My, what big teeth you have.
Pterosaurs may have scared frenzied tourists in 2015's "Jurassic World," but a newly classified species of the ancient reptile may have scared the wits out of its prey during the Jurassic era because of its massive fangs, a trait largely unseen in any of its relatives.
Known as Klobiodon rochei (which means "cage tooth"), the species was discovered after bone fragments were taken from Stonefield Slate — an area, approximately 10 miles northwest of Oxford, described as a "rich source of Jurassic fossils." It was where the Megalosaurus, the first dinosaur discovered in Britain, was found.
"Klobiodon has been known to us for centuries, archived in a museum drawer and seen by dozens or hundreds of scientists, but its significance has been overlooked because it's been confused with another species since the 1800s,” University of Portsmouth paleontologist Michael O'Sullivan said in a statement.

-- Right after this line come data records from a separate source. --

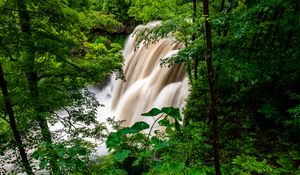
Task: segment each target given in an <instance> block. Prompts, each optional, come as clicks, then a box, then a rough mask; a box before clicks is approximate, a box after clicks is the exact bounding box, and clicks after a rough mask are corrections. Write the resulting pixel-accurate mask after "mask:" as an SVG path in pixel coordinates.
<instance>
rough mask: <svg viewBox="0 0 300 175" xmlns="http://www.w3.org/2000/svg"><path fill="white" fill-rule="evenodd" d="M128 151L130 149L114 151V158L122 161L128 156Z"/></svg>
mask: <svg viewBox="0 0 300 175" xmlns="http://www.w3.org/2000/svg"><path fill="white" fill-rule="evenodd" d="M130 153H131V151H130V150H121V151H119V152H116V153H114V159H115V160H116V161H117V162H120V163H122V162H123V161H124V160H125V159H126V158H127V157H128V156H129V154H130Z"/></svg>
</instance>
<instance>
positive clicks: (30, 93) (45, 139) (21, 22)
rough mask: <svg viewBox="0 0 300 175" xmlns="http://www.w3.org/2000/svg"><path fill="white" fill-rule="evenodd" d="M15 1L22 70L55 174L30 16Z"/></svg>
mask: <svg viewBox="0 0 300 175" xmlns="http://www.w3.org/2000/svg"><path fill="white" fill-rule="evenodd" d="M17 1H18V3H17V5H18V15H19V19H20V26H21V30H22V32H23V34H24V37H25V41H24V47H25V50H26V53H27V54H28V55H27V60H26V61H27V62H26V63H25V64H26V65H24V67H25V70H24V72H25V74H26V78H27V82H28V88H29V91H30V95H31V99H32V100H33V104H34V109H35V112H36V120H37V121H38V123H39V126H40V129H41V134H42V138H43V141H44V142H46V143H47V144H46V145H47V150H48V151H49V152H50V153H51V154H52V155H51V158H50V168H51V170H52V172H53V173H54V174H56V172H57V170H58V168H57V165H56V162H57V158H56V157H57V156H56V154H55V151H54V148H53V142H52V138H51V132H50V130H49V127H48V124H47V119H46V117H45V116H43V115H42V112H44V111H45V110H44V109H43V106H42V105H41V104H40V102H39V99H40V94H39V90H38V75H37V71H36V68H35V51H34V44H33V41H32V33H31V26H30V16H29V14H28V11H27V7H26V4H25V2H24V1H23V0H17Z"/></svg>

The flying reptile lived approximately 166 million years ago and had inch-long teeth that locked together, similar to a cage, Dr. O'Sullivan added. "Its large fangs would have meshed together to form a toothy cage, from which little could escape once Klobiodon had gotten a hold of it," he said.
Klobiodon gets its moniker from famed comic book artist Nick Roche. The research has been published in the scientific journal Acta Palaeontologica Polonica.
This newly identified species of pterosaurs likely hunted fish and squid, thanks to its massive fangs, O'Sullivan added. A 2007 study on pterosaur eating habits suggests that the species may have fed like "modern-day 'skimmers,'" flying "along the surface of still bodies of water scooping up small fish and crustaceans with their submerged lower jaw."
With a wingspan approaching 6.5 feet, the K. rochei was an imposing creature in the air and this species will help understand how animals lived in the region when the climate was significantly warmer than it is today.
“The Stonesfield pterosaurs are rarely pretty or spectacular, but they capture a time in flying reptile evolution which is poorly represented globally," O'Sullivan said in the statement. "They have an important role to play in not only understanding the UK’s natural history, but help us understand the bigger global picture as well.”